= South Australian Literary and Scientific Association =

Forerunner of South Australian Museum and State Library of South Australia

The South Australian Literary and Scientific Association, formerly the South Australian Literary Association and also known as the South Australian Literary Society, was active in London before the British colonisation of South Australia after its establishment on 29 August 1834. The Association played a part in the foundation of the South Australian Museum, the State Library of South Australia and the Royal Society of South Australia.

==History==
On 29 August 1834, a couple of weeks after the passing of the South Australia Act 1834, a group led by the Colonial Secretary, Robert Gouger, and solicitor Richard Hanson and a number of prominent colonists, including Ernest Giles, Edward Gibbon Wakefield, John Morphett, Robert Torrens Snr, and John Hindmarsh formed the South Australian Literary Association in Adelphi Chambers, London. Within a month, the title was changed to the more inclusive South Australian Literary and Scientific Association. Its aim was "the cultivation and diffusion of useful knowledge throughout the colony by all means which may lie in its power", in particular literature, the arts, history and natural science".

Gouger played a key role in the society. He had been working with Hanson and Wakefield in developing a research library in which they gathered material not just as regards Australia, but also from the experiences of the British colonisation of Canada and North America. Other key people in the foundation of Southern Australia were also involved: Rowland Hill, Edward Furniss and John Brown. It attracted 40 members within its first 16 months of meetings in London, many of whom became prominent colonists. Fortnightly meetings were held in which the conquest of the area could be planned.

The members of the association were radical reformers, holding ideals of social equity and separation of church and state, and were all wealthy, well-educated gentlemen. Their ideals overlapped to some degree with the lower-brow Mechanics' Institute movement, with both originating in the huge increase in industry, printed matter, knowledge and ideas in the early 19th century. They all wanted to use this new knowledge to improve themselves and society, using lectures, classes and libraries.

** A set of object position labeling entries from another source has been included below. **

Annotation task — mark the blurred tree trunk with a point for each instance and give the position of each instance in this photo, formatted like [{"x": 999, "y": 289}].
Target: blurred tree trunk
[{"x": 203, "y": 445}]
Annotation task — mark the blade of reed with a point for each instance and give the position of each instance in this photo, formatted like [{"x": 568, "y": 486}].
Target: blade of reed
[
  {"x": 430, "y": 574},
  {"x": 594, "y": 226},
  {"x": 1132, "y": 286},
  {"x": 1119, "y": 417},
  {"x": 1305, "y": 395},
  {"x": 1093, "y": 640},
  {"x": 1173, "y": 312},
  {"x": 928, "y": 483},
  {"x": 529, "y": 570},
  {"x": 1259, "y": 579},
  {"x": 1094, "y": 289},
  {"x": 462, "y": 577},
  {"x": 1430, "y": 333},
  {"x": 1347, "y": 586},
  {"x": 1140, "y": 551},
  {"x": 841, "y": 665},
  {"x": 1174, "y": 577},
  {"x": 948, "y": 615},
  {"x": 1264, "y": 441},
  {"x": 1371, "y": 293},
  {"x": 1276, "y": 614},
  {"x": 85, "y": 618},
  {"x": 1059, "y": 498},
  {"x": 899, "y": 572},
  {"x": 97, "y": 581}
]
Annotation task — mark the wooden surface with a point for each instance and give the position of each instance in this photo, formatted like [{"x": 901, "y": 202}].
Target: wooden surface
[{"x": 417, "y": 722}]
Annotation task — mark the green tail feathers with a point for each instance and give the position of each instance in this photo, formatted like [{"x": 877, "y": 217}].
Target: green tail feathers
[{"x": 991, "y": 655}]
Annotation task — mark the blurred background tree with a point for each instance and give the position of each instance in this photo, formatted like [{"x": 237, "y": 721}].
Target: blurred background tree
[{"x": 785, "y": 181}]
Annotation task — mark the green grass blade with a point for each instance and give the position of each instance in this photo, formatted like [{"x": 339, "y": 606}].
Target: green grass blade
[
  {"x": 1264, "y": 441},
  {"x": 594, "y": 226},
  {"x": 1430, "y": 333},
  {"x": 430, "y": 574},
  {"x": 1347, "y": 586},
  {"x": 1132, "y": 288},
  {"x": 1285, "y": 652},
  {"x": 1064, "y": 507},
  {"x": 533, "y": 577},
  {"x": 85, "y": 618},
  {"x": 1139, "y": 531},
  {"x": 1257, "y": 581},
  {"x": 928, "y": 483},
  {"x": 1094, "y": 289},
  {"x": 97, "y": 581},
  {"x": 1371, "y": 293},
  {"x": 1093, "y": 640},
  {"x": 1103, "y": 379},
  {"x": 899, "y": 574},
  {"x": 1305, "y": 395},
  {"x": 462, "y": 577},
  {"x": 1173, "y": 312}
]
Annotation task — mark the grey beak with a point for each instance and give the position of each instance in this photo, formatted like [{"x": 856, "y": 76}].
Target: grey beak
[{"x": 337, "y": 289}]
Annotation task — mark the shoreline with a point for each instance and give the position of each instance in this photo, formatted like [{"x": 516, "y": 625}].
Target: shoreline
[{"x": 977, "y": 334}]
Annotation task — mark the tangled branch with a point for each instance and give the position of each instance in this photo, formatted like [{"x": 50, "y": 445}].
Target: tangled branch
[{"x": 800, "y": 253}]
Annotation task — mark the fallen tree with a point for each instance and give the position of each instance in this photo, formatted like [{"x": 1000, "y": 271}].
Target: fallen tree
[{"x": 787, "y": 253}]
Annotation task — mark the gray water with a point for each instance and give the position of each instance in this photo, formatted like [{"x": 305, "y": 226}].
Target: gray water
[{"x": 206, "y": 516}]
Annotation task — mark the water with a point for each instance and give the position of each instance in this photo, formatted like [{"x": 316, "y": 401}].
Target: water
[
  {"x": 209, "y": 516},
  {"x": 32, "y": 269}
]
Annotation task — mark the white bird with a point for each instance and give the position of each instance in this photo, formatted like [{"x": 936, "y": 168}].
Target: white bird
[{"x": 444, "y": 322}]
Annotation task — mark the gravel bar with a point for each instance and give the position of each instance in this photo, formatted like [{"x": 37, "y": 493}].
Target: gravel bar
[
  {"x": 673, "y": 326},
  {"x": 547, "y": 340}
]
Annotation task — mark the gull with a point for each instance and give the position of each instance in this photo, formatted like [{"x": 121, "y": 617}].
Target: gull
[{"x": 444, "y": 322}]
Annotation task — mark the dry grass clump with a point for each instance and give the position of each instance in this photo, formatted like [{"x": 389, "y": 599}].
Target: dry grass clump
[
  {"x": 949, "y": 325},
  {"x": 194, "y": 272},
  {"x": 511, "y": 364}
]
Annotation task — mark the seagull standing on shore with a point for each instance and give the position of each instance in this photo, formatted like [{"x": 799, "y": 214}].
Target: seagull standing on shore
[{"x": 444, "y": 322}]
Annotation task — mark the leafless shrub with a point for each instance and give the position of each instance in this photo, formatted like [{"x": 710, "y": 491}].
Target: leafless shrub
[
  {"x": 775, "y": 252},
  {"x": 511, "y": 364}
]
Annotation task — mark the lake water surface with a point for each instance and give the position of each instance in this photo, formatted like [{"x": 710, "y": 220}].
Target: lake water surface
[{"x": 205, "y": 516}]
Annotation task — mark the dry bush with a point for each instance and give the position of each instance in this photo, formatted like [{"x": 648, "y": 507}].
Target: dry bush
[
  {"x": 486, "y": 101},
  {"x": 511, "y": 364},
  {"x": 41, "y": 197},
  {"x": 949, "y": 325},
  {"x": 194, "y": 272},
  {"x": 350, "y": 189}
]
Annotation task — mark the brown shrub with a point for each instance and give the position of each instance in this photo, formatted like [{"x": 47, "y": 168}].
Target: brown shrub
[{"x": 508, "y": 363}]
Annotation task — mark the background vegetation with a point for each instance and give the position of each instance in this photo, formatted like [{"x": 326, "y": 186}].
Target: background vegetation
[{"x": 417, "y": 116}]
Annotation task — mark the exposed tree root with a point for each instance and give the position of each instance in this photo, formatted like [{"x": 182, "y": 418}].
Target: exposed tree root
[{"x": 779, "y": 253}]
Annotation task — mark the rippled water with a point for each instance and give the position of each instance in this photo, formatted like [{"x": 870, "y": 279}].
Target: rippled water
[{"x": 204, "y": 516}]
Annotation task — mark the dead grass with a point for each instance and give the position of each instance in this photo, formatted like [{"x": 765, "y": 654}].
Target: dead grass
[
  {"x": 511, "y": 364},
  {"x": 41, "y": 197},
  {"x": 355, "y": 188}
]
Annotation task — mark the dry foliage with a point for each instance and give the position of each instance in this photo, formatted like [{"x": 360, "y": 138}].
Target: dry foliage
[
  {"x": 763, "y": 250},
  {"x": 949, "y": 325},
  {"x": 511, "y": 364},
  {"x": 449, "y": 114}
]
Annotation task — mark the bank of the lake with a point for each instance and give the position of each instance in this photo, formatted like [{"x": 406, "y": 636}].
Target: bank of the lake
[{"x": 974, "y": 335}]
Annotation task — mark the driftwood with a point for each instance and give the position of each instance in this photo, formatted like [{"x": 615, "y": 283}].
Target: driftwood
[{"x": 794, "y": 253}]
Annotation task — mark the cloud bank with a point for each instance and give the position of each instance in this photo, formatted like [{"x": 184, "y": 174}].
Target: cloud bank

Although the Association lapsed and meetings ceased, a collection of books donated by members was intended as the basis of the new colony's library, and the colonists brought the collection to the Colony of South Australia aboard the Tam O'Shanter, which arrived on 18 December 1836.

It played a part in the foundation of the South Australian Museum, the State Library of South Australia (via a merger with the Adelaide Mechanics' Institute, creating the Mechanics' Institute and South Australian Library), and the Royal Society of South Australia.